You may be on to something. Creating an online persona would bring escape from every day mundane life, and a radical change to how a person really feels about themselves. If a person is not happy with who he is, he can go and create an online personality, he can pick the age, nationality, everything, since it's a creation, an avatar that has nothing common with the real person, in fact it is likely in many ways opposite of who they really are - old become young, a typical retiree with mundane life, someone who hardly goes outside his flat will become exciting youngster, a world traveller, young yet wise beyond his years, of course, all due to his extraordinary intelligence. I can see how this may fulfill a sad life.
There is a game, Sims, it peaked in popularity in mid 2000s, it gave player opportunity to create an online personality, chose sex, appearance, age, anything.
People who really got into Sims spent more time online, in what for them was "real world", rather than dealing with who they really were, often social rejects, people who had trouble dealing with reality.
Here is outtake from good description what Sims is all about:
"wouldnt it be easier if we all lived in The Sims 3? Since the first game launched in 2000, the human simulation series has been giving gamers the opportunity to indulge their whims, no matter how unrealistic, mundane, or even sadistic they may be (dont pretend youve never stuck a Sim in the pool and took away the ladder). Its that freedom that turns everyday tasks like going to the bathroom and making dinner into fascinating gameplay elements. Of course, The Sims isnt at all like real life - its better.
In The Sims, If you want a career, simply pick up a newspaper or log onto your computer and chose the job of your liking. Professional athlete? Astronaut? Ghost hunter? No problem. Even self-employment is as simple as registering for your preferred trade and collecting a weekly stipend.

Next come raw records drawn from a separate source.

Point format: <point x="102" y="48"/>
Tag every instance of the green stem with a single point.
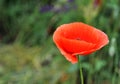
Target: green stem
<point x="81" y="73"/>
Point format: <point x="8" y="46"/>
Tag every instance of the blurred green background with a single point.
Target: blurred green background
<point x="28" y="54"/>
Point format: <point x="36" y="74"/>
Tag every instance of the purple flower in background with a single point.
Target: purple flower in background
<point x="70" y="0"/>
<point x="46" y="8"/>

Changing your look isnt always easy. Growing out hair for a new style can take months, maybe even years. Dying hair can be tedious and even painful. And then, of course, theres always a chance that you wont like your new style, but thats too bad youre stuck with it. In The Sims, you can change your hair just by looking in a mirror. Make it longer, shorter, non-existent. Dye it bright pink, add green highlights, bleach the tips. Guys, you can even change up your facial hair in a second."
And the main thing - age, and ageing. Online you can substract 50 years, and become 25. Yet keep the wisdom and life experience of a 75 year old.

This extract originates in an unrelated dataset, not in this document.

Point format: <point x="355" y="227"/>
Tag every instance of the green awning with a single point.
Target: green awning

This is what gives these shapeshifters away at online boards, these attractive youngsters speak like older men. They take on a role of being 25, but they couldn't live with themselves, if they had to play a role of a typical, inexperienced, often dumb 25 year old, they are much too vein to be able pull that off. So they fail every time, everybody who bothers to look can see what these "youngsters" really are.
Sglad made his burden unnecessarily heavy, he made himself decades younger, and he became Singaporean, it would be easier to just pick one, can't fool a board full of English speakers to be Singapourean. At least, refrain from throwing phrases like "friends of Dorothy", obscure expression that 25 yr old North American gay guy wouldn't have a clue about, and something a 25 yr old Asian Sglad would know as much as I would recognise and pick up on very specific inside joke from some Thai TV soap, every Thai would know it, Dutch person would not, ever!